Reducing childhood obesity – a first for the UK 

Leeds has become the first city in the UK to see levels of childhood obesity fall, particularly in more deprived areas. It has achieved this by taking approaches that our research has suggested have worked in other countries, including: 

  • The importance of the early years, rather than waiting till children have started school.
  • Training staff working with pre-school children (like health visitors and children’s centre workers) so they can promote health eating.
  • Working closely with parents on a sustained basis (in Leeds through the Henry programme, which includes all aspects of family life, including parenting, family relationships, emotional wellbeing, family routines, nutrition and physical activity).  

The Henry programme helps parents develop the ability to set and maintain boundaries that matter for their children's health, including what, when and how their children eat, how active they are and how much time they spend in front of screens. 

Henry encourages authoritative parenting, where parents make clear they are in charge while providing their children with an element of choice.

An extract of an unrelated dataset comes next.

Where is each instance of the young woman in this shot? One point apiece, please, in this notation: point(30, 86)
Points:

For example, instead of being asked what vegetable they want with dinner, children might be asked whether they would like carrots or broccoli. Instead of being told to go to bed, they are asked where they want to read their bedtime story.

We hope more cities will follow the example set by Leeds (and the successful examples of programmes in France, the Netherlands, Australia and Denmark) - and that the government will actively support such initiatives.

Preventing childhood obesity - what we can learn from other countries

If powerful forces are fuelling obesity then we need powerful forces to push back. This was one of the messages from our Director, Michael Baber, in his talk at Food Matters Live  at the Excel Centre in London on November 22nd.

He explained how 'whole systems' approaches in four different countries had succeeded in reducing levels of childhood obesity. For example they assembled a powerful coalition of stakeholders and applied a range of approaches, including social marketing and linking prevention and healthcare (something we're not very good at yet in the UK).

The four examples Michael focused on were:

  • Romp & Chomp - a 4 year pilot project with 12,000 children in the Australian city of Geelong.
  • EPODE (Ensemble Prevenons l'Obesite Des Enfants) - which originated in France but is now being applied in parts of Belgium, Spain, Greece, Australia and Mexico.
  • JOGG (Jongeren op Gezond Gewicht) - building on the EPODE model this is now in place in over a hundred towns and cities in the Netherlands, with probably the best known example being in Amsterdam, whose success in reducing childhood obesity has generated significant media coverage.
  • TCOCT (The Children's Obesity Clinic Treatment Protocol) - a hospital-based approach, which originated in the Danish town of Holbaek, and has achieved success, in part by giving parents practical suggestions to help their children manage obesogenic environments.

Michael also explained the potential of Elected Mayors to make progress here in the UK, if the government were to make a Tackling Obesity Fund available, and the potential to use social marketing to influence the behaviour of food and drink companies, not just consumers.